The Nolan-Shafers” really fit the vibe that we were going for,” Downs recalled. “The makers market here, it’s all Roanoke, local artists, and they were just the perfect example of that.”

A couple weeks ago, Downs hosted a “Bathroom Art Event” at Gatewood Rose. The impetus was to repaint the shop’s bathroom, which vendors frequently used.

“I've always been really embarrassed by the bathroom,” Downs said. “It was just like graffiti saying really bad things about Betty White. And it was just really weird and scary.”

Artist Maggie Perrin-Key — who completed the recent mural along the greenway along with the Nolan-Shafers — painted the bathroom’s interior. King sold pottery. The Nolan-Shafers sold toilet paintings.

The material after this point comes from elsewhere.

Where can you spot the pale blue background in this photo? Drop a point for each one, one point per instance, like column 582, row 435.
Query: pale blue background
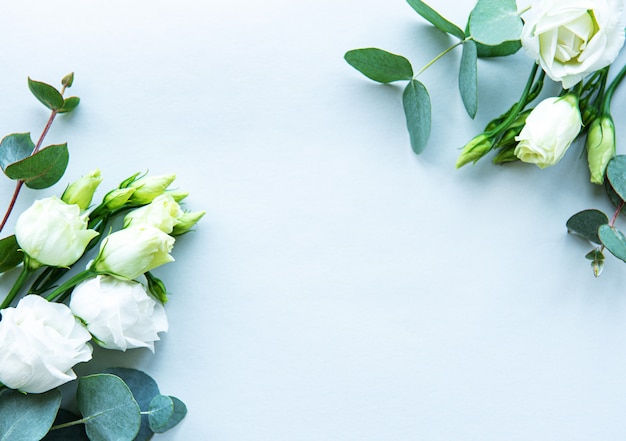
column 339, row 288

“I really like Josh's style. I like how simple it is. I like the color palettes that it uses,” Downs said. “And what he's doing, it just doesn't look like anything else that I've seen.”

While toilets may have captured the hearts and minds of Roanoke artists, the Nolan-Shafers hope they can continue to bring more public art to the community, particularly in rural areas. The couple recently finished a mural in Saltville, a town in Smyth and Washington counties.

Clockwise from top: A mural along the exterior of Barrows, Inc. painted by the Nolan-Shafers and Maggie Perrin-Key; a Nolan-Shafer mural near Roanoke's West Station area; a Nolan-Shafer mural beside Golden Cactus Brewing. PHOTO OF BARROWS COURTESY OF THE CITY OF ROANOKE; NOLAN-SHAFER PHOTOS BY HENRI GENDREAU FOR THE RAMBLER

“Really, there isn't a lot of public art featuring and highlighting Appalachia in a positive way,” Libby said. The mural on the greenway — along the exterior of Barrows, Inc., an office furniture store — features native plants, animals and abstract human figures hiking, sight-seeing and playing music.

The mural is “highlighting how beautiful and wonderful the community is and how honored we should be to live in this area,” Libby said.

Still, the toilet paintings have struck an intimate chord with the couple’s friends.

“I spend a lot of time in the bathroom, as does everybody else, and you need something nice to look at,” Downs said. “And when he did the ones with plants, I knew that I had to have it, and it was in a color palette that perfectly matched my powder room in my house. And I went for it.”